Seine Worte waren alles andere als steril: Herr Taruskin warb in fast allem, was er schrieb, um Kontroversen. In den späten 1980er Jahren trug er dazu bei, die sogenannten „Schostakowitsch-Kriege“ zu entfachen, indem er die Richtigkeit von „Zeugnis: The Memoirs of Dmitri Shostakovich, as related to and edited by Solomon Volkov“ (1979), das den Komponisten als heimlichen Dissidenten darstellte. (Herr Volkov ist Journalist, Historiker und Musikwissenschaftler.) Herr Taruskin stützte sich auf eine sorgfältige Entlarvung durch den Gelehrten Laurel Fay und nannte die positive Aufnahme des Buches „den größten kritischen Skandal, den ich je erlebt habe“.

In einem umstrittenen Aufsatz in der Times aus dem Jahr 2001 verteidigte Herr Taruskin die Absage einer Aufführung von Auszügen aus John Adams’ „The Death of Klinghoffer“ durch das Boston Symphony Orchestra nach dem 11. September desselben Jahres, indem er argumentierte, dass die Oper den Terrorismus romantisiere und antisemitische Karikaturen enthielt.
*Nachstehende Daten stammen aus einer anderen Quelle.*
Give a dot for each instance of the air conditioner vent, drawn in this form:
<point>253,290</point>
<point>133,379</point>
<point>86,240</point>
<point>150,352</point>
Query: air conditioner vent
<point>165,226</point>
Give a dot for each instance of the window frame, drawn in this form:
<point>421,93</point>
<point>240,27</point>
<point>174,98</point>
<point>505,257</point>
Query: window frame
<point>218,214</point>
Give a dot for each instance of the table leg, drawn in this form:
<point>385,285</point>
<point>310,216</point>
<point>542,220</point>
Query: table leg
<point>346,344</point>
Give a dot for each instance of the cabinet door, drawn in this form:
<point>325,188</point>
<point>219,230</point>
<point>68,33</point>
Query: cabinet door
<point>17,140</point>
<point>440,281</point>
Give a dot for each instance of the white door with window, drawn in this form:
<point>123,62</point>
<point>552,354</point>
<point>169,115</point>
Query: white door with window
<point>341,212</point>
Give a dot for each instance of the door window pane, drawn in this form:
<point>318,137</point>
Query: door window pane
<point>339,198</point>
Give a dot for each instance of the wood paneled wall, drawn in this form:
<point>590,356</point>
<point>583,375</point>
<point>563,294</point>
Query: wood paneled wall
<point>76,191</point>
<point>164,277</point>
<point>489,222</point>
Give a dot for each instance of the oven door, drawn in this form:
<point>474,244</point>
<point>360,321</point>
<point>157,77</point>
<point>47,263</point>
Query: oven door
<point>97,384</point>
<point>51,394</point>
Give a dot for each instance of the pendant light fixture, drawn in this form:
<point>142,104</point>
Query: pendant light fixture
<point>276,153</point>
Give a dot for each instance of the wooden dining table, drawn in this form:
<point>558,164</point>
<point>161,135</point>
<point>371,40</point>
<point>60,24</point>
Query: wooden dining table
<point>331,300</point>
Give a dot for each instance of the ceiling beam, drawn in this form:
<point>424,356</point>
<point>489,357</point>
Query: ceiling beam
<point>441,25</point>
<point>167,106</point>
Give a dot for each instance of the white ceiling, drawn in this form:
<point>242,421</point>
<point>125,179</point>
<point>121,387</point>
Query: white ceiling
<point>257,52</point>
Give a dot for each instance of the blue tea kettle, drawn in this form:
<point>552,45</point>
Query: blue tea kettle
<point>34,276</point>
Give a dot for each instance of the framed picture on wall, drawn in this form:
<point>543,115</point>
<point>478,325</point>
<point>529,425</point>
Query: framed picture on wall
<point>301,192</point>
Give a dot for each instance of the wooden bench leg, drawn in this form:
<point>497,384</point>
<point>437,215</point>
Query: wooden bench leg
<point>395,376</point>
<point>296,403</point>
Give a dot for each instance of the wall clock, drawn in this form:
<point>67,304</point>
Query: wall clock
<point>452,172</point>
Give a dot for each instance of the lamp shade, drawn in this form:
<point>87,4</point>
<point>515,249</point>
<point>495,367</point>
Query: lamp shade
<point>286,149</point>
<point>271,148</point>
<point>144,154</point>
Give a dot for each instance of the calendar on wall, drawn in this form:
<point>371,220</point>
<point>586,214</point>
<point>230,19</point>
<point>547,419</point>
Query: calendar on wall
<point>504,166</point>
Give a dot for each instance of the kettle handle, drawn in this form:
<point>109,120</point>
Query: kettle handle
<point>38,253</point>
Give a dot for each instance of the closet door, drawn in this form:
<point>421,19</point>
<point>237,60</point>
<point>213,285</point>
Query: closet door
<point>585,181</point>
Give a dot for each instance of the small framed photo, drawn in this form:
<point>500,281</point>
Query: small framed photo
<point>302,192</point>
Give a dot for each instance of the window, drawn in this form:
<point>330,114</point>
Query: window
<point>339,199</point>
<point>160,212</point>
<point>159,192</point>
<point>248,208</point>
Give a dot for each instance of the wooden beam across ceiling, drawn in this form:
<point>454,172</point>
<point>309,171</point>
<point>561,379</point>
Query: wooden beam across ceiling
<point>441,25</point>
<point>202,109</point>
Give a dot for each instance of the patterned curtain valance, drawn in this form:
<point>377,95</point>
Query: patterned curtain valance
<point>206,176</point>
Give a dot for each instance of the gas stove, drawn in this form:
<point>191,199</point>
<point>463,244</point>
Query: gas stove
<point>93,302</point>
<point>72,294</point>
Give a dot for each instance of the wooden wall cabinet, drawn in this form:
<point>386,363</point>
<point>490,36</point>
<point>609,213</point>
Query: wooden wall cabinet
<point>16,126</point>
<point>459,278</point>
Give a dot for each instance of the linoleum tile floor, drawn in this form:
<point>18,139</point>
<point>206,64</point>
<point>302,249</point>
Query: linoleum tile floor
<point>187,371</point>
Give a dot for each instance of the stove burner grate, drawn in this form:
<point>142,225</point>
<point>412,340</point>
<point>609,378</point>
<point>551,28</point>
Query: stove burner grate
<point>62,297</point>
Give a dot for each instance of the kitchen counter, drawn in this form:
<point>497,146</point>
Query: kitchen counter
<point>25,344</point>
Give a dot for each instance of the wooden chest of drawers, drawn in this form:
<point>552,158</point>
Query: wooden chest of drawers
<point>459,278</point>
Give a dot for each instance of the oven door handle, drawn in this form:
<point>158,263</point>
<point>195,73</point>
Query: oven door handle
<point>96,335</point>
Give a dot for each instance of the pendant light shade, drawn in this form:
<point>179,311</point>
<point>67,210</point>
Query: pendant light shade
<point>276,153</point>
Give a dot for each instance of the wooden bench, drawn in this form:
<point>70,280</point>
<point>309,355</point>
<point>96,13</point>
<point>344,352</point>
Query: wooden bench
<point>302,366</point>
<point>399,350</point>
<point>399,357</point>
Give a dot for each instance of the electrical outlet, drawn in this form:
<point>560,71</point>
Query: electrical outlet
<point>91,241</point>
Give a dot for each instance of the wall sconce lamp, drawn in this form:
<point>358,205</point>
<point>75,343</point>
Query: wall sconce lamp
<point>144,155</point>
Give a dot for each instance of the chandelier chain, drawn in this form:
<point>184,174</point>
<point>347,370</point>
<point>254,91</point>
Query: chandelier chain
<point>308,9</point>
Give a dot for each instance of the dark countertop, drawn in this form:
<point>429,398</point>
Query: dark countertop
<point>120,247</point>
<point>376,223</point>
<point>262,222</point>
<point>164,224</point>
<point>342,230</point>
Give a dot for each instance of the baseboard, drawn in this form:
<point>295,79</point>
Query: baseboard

Auch wenn er für die von manchen kritisierte Zensur eintrat, unterstrich er einen zentralen Bestandteil seiner Weltanschauung: dass die Musik nicht neutral und der Konzertsaal nicht von der Gesellschaft zu trennen sei.

„Kunst ist nicht schuldlos“, schrieb er. „Kunst kann Schaden anrichten.“ (Auch seine Schriften könnten Schaden anrichten; Adams entgegnete, die Kolumne sei „ein hässlicher persönlicher Angriff und ein Appell an die schlimmste Art von Neokonservatismus“.)

Mr. Taruskins folgenreichstes Flammenwerfen war seine Kampagne gegen die Bewegung für „historisch authentische“ Aufführungen alter Musik. In einer Reihe von Essays, die er 1995 in seinem Buch „Text and Act“ zusammenfasste, argumentierte er, dass die Verwendung historischer Instrumente und Techniken eine Folge des zeitgenössischen Geschmacks sei. Er wollte nicht, dass Dirigenten wie Nikolaus Harnoncourt und Roger Norrington aufhören, aufzutreten; er wollte nur, dass sie den Vorwand der „Authentizität“ fallen ließen. Und viele taten es.

„Die wahre Stimme der eigenen Zeit zu sein, ist (wie Shaw gesagt haben könnte) etwa 40.000 Mal so wichtig und wichtig wie die angenommene Stimme der Geschichte“, schrieb er 1990 in The Times. „Das Ausdrucksmedium der eigenen Zeit zu sein ist – offensichtlich, nein? – ein weitaus würdigeres Ziel als historische Wahrhaftigkeit. Was ist schließlich Wahrhaftigkeit, anderes als Korrektheit? Und Korrektheit ist die erbärmlichste aller Tugenden. Es ist etwas, das von Studenten verlangt werden muss, nicht von Künstlern.“

Mr. Taruskin hatte eine kompromisslose Herangehensweise an den intellektuellen Kampf und verglich einmal das Eintreten eines Mitgelehrten für einen Renaissance-Philosophen mit Henry Kissingers Verteidigung der Unterdrückung auf dem Platz des Himmlischen Friedens. Er wurde beschuldigt, simple Strohmänner konstruiert zu haben, und es mangelte ihm an Empathie für seine historischen Themen. Nach einer Breitseite von Herrn Taruskin aus dem Jahr 1991, in der behauptet wurde, Sergei Prokofjew habe stalinistische Propaganda verfasst, beklagte sich ein Biograf über seine „höhnische Antipathie“. Mr. Taruskins Antwort? „Es tut mir leid, dass ich Prokofjew nicht genug geschmeichelt habe, um seine Bewunderer an seinem Geburtstag zu erfreuen, aber er ist tot. Meine Sorge gilt den Lebenden.“

Doch seine Fehden waren oft produktiv: Sie veränderten das Gespräch in der Akademie ebenso wie im Konzertsaal. Solche heftigen Argumente, glaubte Herr Taruskin, könnten dazu beitragen, die klassische Musik aus ihrem zunehmend marginalen Status in der amerikanischen Gesellschaft zu retten.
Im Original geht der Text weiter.